Gabshite - referring to someone who talks loudly on a subject he knows nothing about. From: Tyrone


Gack: An uncool, uncultured, unfashionable person. From: Sally Kelly

Gacky: Uncool, not with it, unfashionable, socially unacceptable. From: Sally Kelly


Galouses: Braces, trouser suspenders. From: Sally Kelly

Gam - Person of low intelligence. 'That big gam couldn't tie his own shoelaces.' From: JP Devlin


Ganch: Oaf, ill-mannered person.
Ganch - clumsy awkward person. "stop fallin about the place ye ganch ye" From: Tyrone


Ganzee - pullover or sweater ie 'put that ganzee on or y'll catch a dose' From: David Graham / Gansey - Sweater, Jumper from Donegal/derry area. From Ian McConnell
Gansie: A sweater, jumper , jersey (directly from Gaelic 'geansai'). From: Sally Kelly


Gawkin, to look at someone for a long time. 'Quit gawkin at me will ya.' From: Donna Knapper.


Gawky, would not be called one of the beautiful people today. 'I think he's gawky looking.' From Donna Knapper.


Gebbin/geb: Talking, gossiping.

'Thon one spends half her life gebbin in the street.


Geek: Look with caution or furtively.

'Have a wee geek an' see if he's still there.

Geg, joker, 'Yer a right geg aren't ya.' From R. Kennedy


Geggin: IE, "Are you geggin kid." Meaning, I do believe you are pulling my leg. From: John Gibson


Get off with: To engage in romantic liaisons. From: Sally Kelly

Gipe: A clown; a person [usually young person] who acts in a silly manner, fooling around etc. From: Sally Kelly

Ginny or Ginny Ann - A wimpish boy or a boy given to complaining - "You're acting like a wee ginny ann." From: Danny Ward


Girn: Complain, whinge, cry.

'It's the girnin' child that gets the tit.'


Give er dicksy! meaning to get a move on or shift it. From Christopher

Give off - chastise "oh ma don't give off to me." From: Chloe

Give out:To reprimand, scold, admonish/ to shout in a bad tempered manner. From: Sally Kelly

Give over - be quiet. From: Chloe


Glaked or glakit - Vacant or gormless looking. From Jane


Glar: Sticky mud. Also used to describe anything of a similar sticky consistency.
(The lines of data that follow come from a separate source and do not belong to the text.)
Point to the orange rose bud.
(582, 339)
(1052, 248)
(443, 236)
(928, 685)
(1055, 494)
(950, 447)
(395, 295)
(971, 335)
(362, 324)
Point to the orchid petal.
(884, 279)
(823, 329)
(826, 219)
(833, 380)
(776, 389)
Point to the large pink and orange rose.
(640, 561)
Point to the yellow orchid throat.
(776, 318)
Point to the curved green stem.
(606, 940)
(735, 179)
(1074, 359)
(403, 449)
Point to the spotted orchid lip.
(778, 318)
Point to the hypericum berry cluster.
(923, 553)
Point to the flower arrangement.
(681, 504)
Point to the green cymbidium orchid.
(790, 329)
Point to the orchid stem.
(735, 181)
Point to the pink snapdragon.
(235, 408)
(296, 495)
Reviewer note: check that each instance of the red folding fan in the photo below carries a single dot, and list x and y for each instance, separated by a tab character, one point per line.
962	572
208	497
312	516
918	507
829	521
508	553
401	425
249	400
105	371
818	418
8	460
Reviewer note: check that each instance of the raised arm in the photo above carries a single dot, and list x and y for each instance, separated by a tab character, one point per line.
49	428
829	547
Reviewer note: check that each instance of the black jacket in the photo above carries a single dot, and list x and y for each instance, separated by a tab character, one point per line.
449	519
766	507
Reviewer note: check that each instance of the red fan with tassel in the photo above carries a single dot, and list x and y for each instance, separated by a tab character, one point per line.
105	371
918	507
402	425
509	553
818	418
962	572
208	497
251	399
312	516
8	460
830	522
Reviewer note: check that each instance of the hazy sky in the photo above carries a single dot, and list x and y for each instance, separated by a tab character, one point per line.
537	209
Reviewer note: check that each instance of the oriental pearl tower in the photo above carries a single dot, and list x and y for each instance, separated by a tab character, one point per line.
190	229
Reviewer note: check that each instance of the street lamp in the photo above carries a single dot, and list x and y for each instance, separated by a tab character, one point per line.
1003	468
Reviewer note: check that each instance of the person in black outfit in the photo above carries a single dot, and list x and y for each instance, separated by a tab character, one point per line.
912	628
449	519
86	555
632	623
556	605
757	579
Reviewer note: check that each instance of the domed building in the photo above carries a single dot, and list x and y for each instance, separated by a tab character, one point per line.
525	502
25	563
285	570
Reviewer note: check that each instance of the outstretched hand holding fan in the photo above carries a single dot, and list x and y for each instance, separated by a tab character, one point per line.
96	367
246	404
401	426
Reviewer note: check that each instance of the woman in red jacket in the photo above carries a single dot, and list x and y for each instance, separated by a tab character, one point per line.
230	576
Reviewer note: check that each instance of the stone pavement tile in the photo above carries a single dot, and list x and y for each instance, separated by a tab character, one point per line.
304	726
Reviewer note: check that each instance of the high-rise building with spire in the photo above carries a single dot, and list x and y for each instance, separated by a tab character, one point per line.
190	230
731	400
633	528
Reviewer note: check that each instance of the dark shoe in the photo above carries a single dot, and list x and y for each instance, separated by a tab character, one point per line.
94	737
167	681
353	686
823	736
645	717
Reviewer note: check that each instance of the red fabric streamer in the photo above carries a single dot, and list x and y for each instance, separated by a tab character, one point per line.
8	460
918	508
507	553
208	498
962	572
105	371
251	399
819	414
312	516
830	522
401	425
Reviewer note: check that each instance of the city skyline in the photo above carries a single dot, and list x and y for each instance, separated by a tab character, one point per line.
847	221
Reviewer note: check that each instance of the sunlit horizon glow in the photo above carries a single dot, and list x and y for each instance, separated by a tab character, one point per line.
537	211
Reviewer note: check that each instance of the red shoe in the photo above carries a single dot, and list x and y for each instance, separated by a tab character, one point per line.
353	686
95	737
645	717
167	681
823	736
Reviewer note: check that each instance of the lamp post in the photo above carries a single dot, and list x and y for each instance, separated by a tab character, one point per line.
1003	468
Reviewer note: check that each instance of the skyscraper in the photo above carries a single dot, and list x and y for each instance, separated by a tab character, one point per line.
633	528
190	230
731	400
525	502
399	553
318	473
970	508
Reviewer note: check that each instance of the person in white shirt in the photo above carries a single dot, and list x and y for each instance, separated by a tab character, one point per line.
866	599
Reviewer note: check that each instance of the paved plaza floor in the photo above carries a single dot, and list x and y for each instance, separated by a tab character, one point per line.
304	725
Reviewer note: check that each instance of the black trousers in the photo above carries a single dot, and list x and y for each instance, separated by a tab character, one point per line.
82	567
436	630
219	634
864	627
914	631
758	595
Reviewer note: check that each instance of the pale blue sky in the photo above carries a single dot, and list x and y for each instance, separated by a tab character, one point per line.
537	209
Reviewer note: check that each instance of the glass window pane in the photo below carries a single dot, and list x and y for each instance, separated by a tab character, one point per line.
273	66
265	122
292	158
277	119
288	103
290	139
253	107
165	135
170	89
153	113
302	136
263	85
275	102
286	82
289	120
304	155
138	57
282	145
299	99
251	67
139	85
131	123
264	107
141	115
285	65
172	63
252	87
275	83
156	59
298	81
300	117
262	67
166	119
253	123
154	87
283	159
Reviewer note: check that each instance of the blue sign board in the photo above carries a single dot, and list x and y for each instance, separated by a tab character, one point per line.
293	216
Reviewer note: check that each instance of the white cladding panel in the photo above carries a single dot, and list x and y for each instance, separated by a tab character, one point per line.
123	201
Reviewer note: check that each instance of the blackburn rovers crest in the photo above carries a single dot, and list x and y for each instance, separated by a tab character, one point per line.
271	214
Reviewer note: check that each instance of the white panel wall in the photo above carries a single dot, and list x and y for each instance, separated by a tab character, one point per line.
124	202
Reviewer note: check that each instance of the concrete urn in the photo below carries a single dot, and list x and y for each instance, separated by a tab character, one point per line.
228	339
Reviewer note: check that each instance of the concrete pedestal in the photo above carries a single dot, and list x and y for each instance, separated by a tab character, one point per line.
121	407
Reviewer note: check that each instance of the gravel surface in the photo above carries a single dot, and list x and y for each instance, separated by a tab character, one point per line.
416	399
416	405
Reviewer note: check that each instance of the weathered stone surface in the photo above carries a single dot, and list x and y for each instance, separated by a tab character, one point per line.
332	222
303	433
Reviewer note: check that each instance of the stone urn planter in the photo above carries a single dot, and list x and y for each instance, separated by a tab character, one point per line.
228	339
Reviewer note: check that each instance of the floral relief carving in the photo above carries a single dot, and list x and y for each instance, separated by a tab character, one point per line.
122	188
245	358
'C'mere chile, til ah wipe away thon oul glar from yer eye.'

Glar should be spelt "glaur", it comes from Norse for mud. it's Irish equal is "clabber". these are not dialect, they are in the english dictionary. From Gareth

Gleed: clue, sense. eg: "He hasn't a gleed" - He's not clued up. Indicates naivete. From Dominic Campbell


Gleek: to "whick" your glasses on and off frequently, in the manner of Bamber Gascoigne. To be constantly fidgeting. From Leda, Fermanagh
Gleek: To steal a look or take a peek, peep or glimpse. From: Sally Kelly


Glory hole, was a closet (or roof space?) with anything and everything in it. 'You never know what you'd find in that thar glory hole.' From Donna Knapper.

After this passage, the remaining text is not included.